Antes de fallecer en 2010, todavía tendrá tiempo Morente para cantarnos que Sueña la Alhambra o hablarnos de Pablo de Málaga. Se detendrá, pues, El pequeño reloj de su vida, pero no el de su arte, que con trabajos como el que hoy nos ha ocupado sigue emocionándonos por su exigencia, su capacidad de indagación y su ruptura de fronteras. Siendo tan grande en su terreno original, el mérito es doble.


domingo, 4 de noviembre de 2012

At The Golden Circle



Si Onetti decía no saber escribir mal —más vale la arrogancia desconcertante que la modestia estúpida—, bien pudiera afirmar Ornette Coleman que de su boca no ha salido nota mala. Controvertida, radical, ensimismada o ajena, según Fernando Ortiz de Urbina, "a las sempiternas secuencias de acordes" —en paralelo al autor de El astillero—; pero no mala. 

Publicado en dos volúmenes diferentes, At The Golden Circle recoge en vivo a Ornette Coleman en Estocolmo el 3 y el 4 de diciembre de 1965, y corrobora lo afirmado. Junto a David Izenzon y Charles Moffett, los espléndidos contrabajista y baterista respectivamente que completan el trío con el que Coleman había retomado su actividad, el saxofonista crea en aquellas gélidas jornadas suecas —obsérvese a los tres protagonistas rodeados de nieve en la portada— improvisaciones rotundas y felices, lejos en Europa y a mediados de la década de la polémica y el debate creados por Free Jazz (y antecedentes) en su comienzo. Como si la paz y la tranquilidad emanaran de su interior, el saxo alto de Ornette Coleman inventa figuras llenas de luz y swing, tremendamente locuaces y expresivas al tener mucho tiempo y espacio —él es el único metal presente— para desarrollarlas y sentirse arropado, o eso se percibe, por un público entregado. Izenzon —con los dedos o el arco— y Moffett, por su parte, no ejercen de base rítmica al uso, y si bien sostienen a su jefe sin problema alguno —escuchen en Faces And Places, verbigracia, a una maquinaria exacta henchida de virtud—, la percusión del segundo puede volverse sincopada para pedir su propio protagonismo, y el contrabajo del primero, penetrar por vericuetos que remiten a su creatividad particular.

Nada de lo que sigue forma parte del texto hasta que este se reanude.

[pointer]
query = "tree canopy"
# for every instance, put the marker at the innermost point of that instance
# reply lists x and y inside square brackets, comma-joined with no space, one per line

La versión remasterizada para disco compacto ofrece, además de un sonido espectacular, tomas alternativas de varios temas y un corte nuevo,
Doughnuts, que en su momento cerró la segunda actuación, la del día 4. Complemento excelente para lo que ya eran dos elepés magníficos de uno de esos escasos artistas que impuso sus criterios —ni tonales ni atonales, a propósito— sin concesiones para dejar una de la obras más innovadoras e inolvidables de la historia del jazz.